By Tom Quiner
The public increasingly rejects the Democrat’s leftward lurchings. Polls show that the Dems may take a big hit at the polls this November.
What’s a political party to do when the public rejects their message? How about pass a law that restricts the free speech of the opposition?
That is the net effect of a bill proposed on April 30th by Senator Chuck Schumer and Rep. Chris Van Hollen, both Democrats. The bill is called: “the Democracy is Strengthened by Casting Light on Spending in Elections Act.” (No, I didn’t make that up, that’s what they’re really calling it.)
For the sake of rhetorical efficiency, let us call it “the Disclose Act.”
In an op-ed piece in The Wall Street Journal today, eight former commissioners of the Federal Election Commission voice their opposition to the bill.
Here is what it the bill will do, according to these former commissioners (Joan Aikens, Lee Ann Elliott, Thomas Josefiak, David Mason, Bradley Smith, Hans A. von Spakovsky, Michael Toner, and Darryl R. Wold):
• favors union political free speech over corporate free speech in violation of longstanding campaign finance laws.
• increases the regulatory burdens (and financial costs) on grass-roots movements and low-budget campaigns.
• infringes on First Amendment rights of free association as recognized by the Supreme Court in NAACP v. Alabama.
• increases government regulation of political free speech on the web without touching the Mainstream Media (which tilts Left).
My previous posts talked about the growing dominance of public employee unions.
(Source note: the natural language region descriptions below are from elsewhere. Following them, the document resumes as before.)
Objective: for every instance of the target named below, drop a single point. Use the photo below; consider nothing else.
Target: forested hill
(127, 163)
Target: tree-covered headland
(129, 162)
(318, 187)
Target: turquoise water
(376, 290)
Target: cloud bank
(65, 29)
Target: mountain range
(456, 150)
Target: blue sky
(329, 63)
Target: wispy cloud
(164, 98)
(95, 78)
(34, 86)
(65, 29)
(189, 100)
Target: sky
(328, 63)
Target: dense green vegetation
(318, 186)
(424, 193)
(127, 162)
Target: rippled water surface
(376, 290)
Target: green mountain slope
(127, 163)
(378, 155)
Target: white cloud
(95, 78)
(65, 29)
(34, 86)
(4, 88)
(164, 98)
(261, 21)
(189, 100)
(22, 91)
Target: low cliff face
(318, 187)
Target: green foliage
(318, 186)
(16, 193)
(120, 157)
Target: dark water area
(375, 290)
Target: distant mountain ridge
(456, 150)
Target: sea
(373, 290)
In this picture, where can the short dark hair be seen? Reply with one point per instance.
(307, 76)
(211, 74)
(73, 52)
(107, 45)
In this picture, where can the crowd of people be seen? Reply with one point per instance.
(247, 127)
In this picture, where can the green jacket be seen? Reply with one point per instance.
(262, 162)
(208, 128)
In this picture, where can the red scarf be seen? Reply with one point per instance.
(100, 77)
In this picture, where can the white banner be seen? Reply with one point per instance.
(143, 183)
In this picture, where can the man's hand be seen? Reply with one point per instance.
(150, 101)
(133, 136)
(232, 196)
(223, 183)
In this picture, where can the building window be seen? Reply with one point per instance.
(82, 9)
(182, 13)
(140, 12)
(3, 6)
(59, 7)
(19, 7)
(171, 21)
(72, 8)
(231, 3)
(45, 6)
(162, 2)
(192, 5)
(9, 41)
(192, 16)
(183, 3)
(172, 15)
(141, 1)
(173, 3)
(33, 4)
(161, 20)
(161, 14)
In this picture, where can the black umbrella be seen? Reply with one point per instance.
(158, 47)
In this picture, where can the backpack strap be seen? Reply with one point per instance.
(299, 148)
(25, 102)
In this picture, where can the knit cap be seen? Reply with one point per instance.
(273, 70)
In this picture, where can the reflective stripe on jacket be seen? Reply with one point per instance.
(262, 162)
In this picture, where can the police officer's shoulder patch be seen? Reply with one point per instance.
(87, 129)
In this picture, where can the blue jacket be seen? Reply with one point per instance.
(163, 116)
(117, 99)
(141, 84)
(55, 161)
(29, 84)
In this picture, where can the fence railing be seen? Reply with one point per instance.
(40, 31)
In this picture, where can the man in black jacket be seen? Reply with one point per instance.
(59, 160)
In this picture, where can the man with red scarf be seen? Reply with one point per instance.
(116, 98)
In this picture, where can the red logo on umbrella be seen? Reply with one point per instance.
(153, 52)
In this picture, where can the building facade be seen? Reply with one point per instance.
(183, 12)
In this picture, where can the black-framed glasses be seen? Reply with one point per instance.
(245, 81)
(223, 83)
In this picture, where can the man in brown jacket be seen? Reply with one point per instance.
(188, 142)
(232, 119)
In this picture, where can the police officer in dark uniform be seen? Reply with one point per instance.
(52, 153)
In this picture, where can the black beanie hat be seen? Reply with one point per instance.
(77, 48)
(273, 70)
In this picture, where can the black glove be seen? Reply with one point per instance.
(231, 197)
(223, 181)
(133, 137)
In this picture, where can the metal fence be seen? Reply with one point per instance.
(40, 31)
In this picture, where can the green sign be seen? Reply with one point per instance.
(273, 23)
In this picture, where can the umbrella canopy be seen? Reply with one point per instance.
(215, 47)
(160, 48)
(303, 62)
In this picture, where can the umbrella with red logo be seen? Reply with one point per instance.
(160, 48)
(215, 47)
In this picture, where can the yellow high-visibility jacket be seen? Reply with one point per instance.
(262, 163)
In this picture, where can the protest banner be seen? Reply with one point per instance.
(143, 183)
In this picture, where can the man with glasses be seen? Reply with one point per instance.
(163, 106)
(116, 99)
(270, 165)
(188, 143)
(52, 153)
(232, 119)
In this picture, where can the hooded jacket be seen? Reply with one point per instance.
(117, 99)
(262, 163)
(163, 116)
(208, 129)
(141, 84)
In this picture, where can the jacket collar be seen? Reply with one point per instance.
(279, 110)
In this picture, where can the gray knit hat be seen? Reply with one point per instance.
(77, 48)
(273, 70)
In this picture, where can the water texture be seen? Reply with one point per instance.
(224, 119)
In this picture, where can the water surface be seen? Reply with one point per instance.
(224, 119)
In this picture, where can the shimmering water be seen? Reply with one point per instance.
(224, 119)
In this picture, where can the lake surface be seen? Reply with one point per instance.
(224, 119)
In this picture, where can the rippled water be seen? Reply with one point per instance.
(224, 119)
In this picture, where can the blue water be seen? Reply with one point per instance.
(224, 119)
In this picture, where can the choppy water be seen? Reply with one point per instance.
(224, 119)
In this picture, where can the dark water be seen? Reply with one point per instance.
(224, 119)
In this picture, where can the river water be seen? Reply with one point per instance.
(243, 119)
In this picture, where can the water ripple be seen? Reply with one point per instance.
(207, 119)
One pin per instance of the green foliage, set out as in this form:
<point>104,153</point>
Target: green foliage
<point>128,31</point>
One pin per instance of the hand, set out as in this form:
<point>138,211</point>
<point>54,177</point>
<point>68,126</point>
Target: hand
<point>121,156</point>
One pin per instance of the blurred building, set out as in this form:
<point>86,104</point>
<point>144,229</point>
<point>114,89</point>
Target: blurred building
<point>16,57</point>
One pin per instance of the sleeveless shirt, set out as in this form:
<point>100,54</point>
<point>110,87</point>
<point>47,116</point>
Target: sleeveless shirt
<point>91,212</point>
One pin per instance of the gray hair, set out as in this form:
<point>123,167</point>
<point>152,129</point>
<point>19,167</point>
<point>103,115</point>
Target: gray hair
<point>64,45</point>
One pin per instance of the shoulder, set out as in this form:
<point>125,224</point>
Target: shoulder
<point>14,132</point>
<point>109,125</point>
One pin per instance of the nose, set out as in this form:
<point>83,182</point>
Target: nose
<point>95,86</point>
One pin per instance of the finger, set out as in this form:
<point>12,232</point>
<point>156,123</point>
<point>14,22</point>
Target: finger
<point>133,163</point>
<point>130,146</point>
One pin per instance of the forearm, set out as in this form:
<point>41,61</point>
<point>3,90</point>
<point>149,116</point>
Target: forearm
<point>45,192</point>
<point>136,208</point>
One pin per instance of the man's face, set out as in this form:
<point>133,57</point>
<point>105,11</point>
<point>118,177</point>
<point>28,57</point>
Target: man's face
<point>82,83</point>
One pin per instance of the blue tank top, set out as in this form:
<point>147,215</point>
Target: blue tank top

The Disclose Act will give them more political power at the expense of the little guy.
Groups opposed to the growing size of our government at the expense of working class families are going to find it increasingly difficult to mount political opposition, thanks to the Democrats.
The Federal Election Commissioners summarized the impact of the legislation this way:
“The Disclose Act’s abandonment of the historical matching treatment of unions and corporations will cause a substantial portion of the public to doubt the law’s fairness and impartiality. It makes election law even more complex, more incomprehensible to ordinary voters, and more open to subjective enforcement by those seeking partisan gain.”
Does this bill bother you? If it does, express your concerns to your legislators immediately.
This bill erodes our precious right to free speech.